Jeff Barr's Blog

Things I Like..

Web-Scaling Syndic8 – Introduction

One of the new terms we are using at Amazon is Web-Scale Computing. Using this model, businesses need not invest huge amounts of capital in infrastructure. Instead, they can use the Amazon Web Services on a pay-as-you-go basis. The business can start small, with minimal overhead. Perhaps it needs a little bit of storage (e.g. Amazon S3) and a server or two (e.g. Amazon EC2). As the business starts to take off, more storage and more servers are brought online when and as needed, and not a moment before. Instead of having to invest in anticipation of future needs that might or might not ever develop, costs rise in direct proportion to actual usage. With the right infrastructure in place, this can happen at a very fine-grained level. For example, I have talked to people who will run 5 EC2 instances during US business hours and then scale down to 1 or 2 on weekends and after hours.

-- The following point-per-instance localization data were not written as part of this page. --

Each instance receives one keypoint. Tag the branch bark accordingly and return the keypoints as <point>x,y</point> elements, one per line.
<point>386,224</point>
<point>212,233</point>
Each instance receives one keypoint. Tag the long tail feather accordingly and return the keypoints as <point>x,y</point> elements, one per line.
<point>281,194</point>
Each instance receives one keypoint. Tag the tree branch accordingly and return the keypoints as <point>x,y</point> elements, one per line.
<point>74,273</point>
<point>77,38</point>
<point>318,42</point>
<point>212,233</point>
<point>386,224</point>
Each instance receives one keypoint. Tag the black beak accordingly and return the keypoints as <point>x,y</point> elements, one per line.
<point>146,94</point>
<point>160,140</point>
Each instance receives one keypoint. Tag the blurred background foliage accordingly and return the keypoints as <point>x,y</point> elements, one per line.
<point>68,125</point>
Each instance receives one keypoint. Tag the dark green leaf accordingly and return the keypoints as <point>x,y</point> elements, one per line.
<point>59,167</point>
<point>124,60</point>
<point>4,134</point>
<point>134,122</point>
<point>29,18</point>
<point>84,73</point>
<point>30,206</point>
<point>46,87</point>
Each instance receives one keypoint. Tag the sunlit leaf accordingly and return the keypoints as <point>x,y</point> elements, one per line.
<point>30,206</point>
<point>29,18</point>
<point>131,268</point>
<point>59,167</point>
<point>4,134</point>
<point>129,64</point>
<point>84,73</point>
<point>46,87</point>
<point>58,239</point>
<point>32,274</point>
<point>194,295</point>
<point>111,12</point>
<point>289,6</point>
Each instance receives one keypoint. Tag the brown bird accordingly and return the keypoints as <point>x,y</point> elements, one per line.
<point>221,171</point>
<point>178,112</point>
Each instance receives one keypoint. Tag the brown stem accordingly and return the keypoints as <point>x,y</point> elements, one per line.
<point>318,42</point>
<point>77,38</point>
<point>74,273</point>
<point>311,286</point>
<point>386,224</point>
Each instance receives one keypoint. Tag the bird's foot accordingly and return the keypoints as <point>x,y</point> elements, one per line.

Its time for me to practice what I preach and to start web-scaling Syndic8. I don’t anticipate getting rid of any hardware in the near future, but I am pretty sure that I can use S3, EC2, and SQS to create some much-needed room to grow.

Although I am ostensibly doing some of this work as part of my job, it will be charged to my own Amazon account and I’m going to do a real economic analysis to make sure that I can do it on a cost-effective basis. I don’t have a funny-money account and I don’t have a rich uncle.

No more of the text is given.